人形浄瑠璃(文楽)用に書かれ、後に歌舞伎へと移植された《丸本もの(義太夫狂言)》。

 『廓文章』は上方芸の特徴がたいへん解りやすい形で凝縮された演目です。

 元禄期(1688~1704)の上方歌舞伎では傾城・夕霧を題材とした作品が多く作られました。
 才色兼備とうたわれ一世を風靡した夕霧は当時実在した大阪の人気傾城でしたが、延宝六(1678)年に二十七歳で亡くなります。

 それを受けてその翌月に書かれた『夕霧名残の正月』という芝居が大当たり。
 特に夕霧の愛人・伊左衛門に扮した売り出し中の役者・坂田藤十郎(当時32歳)の演技が大好評でした。

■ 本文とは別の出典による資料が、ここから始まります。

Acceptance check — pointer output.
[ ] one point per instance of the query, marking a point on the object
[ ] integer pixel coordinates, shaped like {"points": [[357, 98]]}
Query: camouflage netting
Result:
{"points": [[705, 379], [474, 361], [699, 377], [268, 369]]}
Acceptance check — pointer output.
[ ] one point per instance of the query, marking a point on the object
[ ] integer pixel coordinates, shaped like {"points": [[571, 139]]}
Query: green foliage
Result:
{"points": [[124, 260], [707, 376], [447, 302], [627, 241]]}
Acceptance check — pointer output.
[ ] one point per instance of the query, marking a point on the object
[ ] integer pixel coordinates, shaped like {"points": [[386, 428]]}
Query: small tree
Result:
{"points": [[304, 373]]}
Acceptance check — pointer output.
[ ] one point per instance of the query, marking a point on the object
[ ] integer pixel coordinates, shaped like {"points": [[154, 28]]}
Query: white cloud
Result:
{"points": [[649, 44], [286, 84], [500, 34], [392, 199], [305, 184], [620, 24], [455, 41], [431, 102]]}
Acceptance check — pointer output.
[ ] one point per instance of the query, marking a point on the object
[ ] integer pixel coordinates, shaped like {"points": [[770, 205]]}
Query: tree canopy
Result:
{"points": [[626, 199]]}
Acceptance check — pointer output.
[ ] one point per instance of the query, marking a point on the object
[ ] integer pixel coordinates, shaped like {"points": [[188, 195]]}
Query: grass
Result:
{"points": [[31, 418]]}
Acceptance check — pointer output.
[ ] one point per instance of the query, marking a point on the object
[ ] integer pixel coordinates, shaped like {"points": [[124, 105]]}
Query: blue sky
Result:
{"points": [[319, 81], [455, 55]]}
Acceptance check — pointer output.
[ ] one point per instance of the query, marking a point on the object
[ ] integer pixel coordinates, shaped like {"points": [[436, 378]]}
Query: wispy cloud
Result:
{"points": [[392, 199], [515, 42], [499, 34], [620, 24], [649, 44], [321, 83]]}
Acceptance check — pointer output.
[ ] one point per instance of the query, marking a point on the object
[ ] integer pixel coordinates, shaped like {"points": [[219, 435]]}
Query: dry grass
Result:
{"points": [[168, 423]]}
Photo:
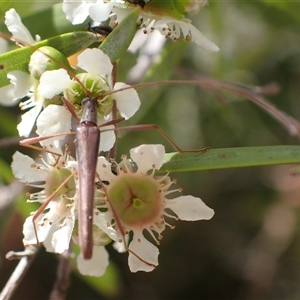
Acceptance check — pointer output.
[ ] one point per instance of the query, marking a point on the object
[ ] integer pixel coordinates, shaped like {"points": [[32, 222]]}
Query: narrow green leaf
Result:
{"points": [[231, 158], [119, 40], [68, 44]]}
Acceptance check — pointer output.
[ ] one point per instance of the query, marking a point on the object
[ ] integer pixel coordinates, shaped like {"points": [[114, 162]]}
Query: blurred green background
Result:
{"points": [[251, 247]]}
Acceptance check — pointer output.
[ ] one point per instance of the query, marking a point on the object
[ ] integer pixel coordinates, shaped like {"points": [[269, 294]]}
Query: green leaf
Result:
{"points": [[231, 158], [5, 174], [68, 44], [119, 40]]}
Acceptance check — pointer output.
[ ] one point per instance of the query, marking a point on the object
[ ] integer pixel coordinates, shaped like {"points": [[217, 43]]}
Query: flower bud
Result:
{"points": [[189, 6], [45, 59]]}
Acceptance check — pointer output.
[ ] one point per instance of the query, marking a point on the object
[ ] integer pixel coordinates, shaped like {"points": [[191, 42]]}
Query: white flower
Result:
{"points": [[97, 82], [77, 11], [22, 84], [172, 28], [56, 224], [168, 21], [139, 201]]}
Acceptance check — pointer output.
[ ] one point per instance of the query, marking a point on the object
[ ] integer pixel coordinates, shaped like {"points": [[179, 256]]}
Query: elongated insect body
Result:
{"points": [[141, 3], [99, 28], [87, 148]]}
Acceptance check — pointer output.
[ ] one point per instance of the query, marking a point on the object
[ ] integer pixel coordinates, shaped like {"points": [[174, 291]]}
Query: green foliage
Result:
{"points": [[68, 44], [250, 249]]}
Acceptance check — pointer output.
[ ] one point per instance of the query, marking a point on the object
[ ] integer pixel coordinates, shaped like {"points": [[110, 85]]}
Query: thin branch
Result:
{"points": [[8, 142], [26, 258], [62, 282]]}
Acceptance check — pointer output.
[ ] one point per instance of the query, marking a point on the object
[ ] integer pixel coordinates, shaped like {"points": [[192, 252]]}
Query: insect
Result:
{"points": [[87, 149], [141, 3], [99, 28], [87, 136]]}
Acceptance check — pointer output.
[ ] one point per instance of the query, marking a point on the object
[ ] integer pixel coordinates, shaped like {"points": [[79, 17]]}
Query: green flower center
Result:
{"points": [[136, 199], [96, 86]]}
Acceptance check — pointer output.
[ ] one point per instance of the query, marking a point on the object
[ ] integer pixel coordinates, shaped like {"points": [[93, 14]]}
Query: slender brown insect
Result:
{"points": [[87, 149]]}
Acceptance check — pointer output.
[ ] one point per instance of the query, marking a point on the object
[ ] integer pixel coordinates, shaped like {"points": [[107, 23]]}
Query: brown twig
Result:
{"points": [[62, 282], [26, 258]]}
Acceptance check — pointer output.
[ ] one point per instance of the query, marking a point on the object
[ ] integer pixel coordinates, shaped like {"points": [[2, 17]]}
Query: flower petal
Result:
{"points": [[95, 62], [107, 138], [145, 250], [17, 28], [23, 170], [189, 208], [101, 11], [61, 237], [148, 157], [7, 95], [101, 222], [53, 83], [54, 119], [3, 46], [104, 169], [77, 11], [128, 101], [22, 83], [29, 233], [28, 120], [95, 266]]}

 それが筋を変えて上演され続け「夕霧もの」というジャンルで語られるまでになるのですが、『廓文章』の元となったのは正徳二(1712)年に夕霧の三十五回忌追善として上演された人形浄瑠璃『夕霧阿波鳴門』です。
 作者は浄瑠璃の新時代を切り拓いたといわれる近松門左衛門(通称モンモン)。
 この『~阿波鳴門』にはそれまでの夕霧ものにはなかった別の思惑が隠されていたといわれます。
 それは宝永六(1709)年に他界した坂田藤十郎の追善です。

 浄瑠璃作者として有名な近松ですが一時期は歌舞伎も手がけていて、その時の最大の理解者であり協力者が藤十郎でした。
 近松は夕霧ものと共にあった藤十郎の舞台姿を『~阿波鳴門』という浄瑠璃作品の中で人形を使って再現しようとしたのです。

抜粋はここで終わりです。